En bref
- La juge Elaine D. Kaplan a contesté l’argument de l’administration Trump selon lequel la plupart des plaignants dans une affaire de retraite de l’Air Force concernant des militaires transgenres n’auraient pas encore subi de préjudice.
- Le procès concerne 17 militaires transgenres dont les ordres de retraite anticipée approuvés ont été révoqués après avoir été émis en juin 2025.
- Les plaignants et leurs avocats affirment que ces révocations ont causé un préjudice réel et violé les règlements de l’Air Force.
Un juge fédéral a laissé entendre mardi qu’il doutait de l’argument de l’administration Trump selon lequel la plupart des membres transgenres de l’Air Force et de la Space Force qui poursuivent le gouvernement au sujet d’ordres de retraite révoqués n’auraient pas encore subi de préjudice juridique.
La juge Elaine D. Kaplan, de la Cour fédérale des réclamations des États-Unis, s’est concentrée sur une question étroite mais importante lors d’une brève audience à Washington, D.C. : le gouvernement peut-il approuver la retraite de militaires qu’il est en train de révoquer, reprendre ces ordres, puis soutenir que les plaignants doivent attendre un tort plus concret avant que le tribunal puisse examiner leur affaire ?
La plainte a été déposée par 17 militaires transgenres. Leurs ordres de retraite anticipée ont été émis par l’Air Force en juin 2025, puis révoqués deux mois plus tard.
Le gouvernement demande que 16 des plaignants soient retirés de l’affaire. Il soutient qu’ils étaient encore en service actif lorsque la plainte a été déposée et n’avaient donc pas encore droit à une pension de retraite.
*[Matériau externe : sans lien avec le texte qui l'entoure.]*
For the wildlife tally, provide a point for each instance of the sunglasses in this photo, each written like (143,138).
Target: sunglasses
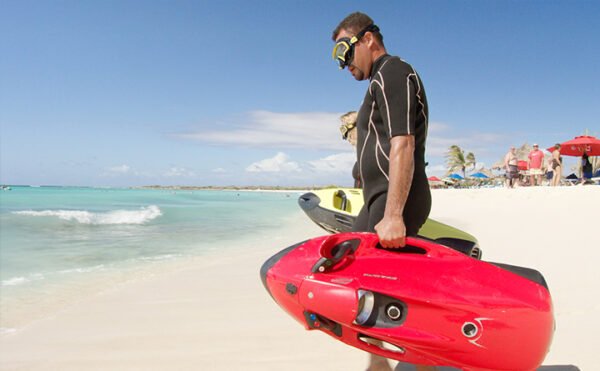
(343,50)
Kaplan ne semblait pas convaincue qu’il s’agissait d’une question de compétence plutôt que d’un litige sur les dommages-intérêts pouvant être réglé plus tard.
« Ce qu’ils demandent, c’est de l’argent qu’ils affirment leur être actuellement dû du fait que leurs ordres ont été illégalement, disent-ils, révoqués », a déclaré Kaplan à l’avocat du gouvernement.
Elle a aussi demandé vers qui les militaires étaient censés se tourner si son tribunal rejetait leurs demandes alors qu’ils restaient en service actif. L’avocat du ministère de la Justice, William Rayel, a reconnu : « Je ne sais pas si un autre tribunal aurait compétence à ce stade. »
Selon la théorie du gouvernement, de nombreux plaignants devraient attendre que l’armée les sépare officiellement sans retraite, puis retourner devant le tribunal avec une nouvelle demande pour la pension de retraite perdue.
Le ministère de la Justice affirme que les militaires en service actif ne peuvent pas réclamer une pension de retraite tant qu’ils perçoivent encore leur solde militaire. Il soutient aussi que certains plaignants pourraient finalement avoir droit à des prestations plus généreuses s’ils atteignent 18 ans de service ou obtiennent une retraite pour invalidité.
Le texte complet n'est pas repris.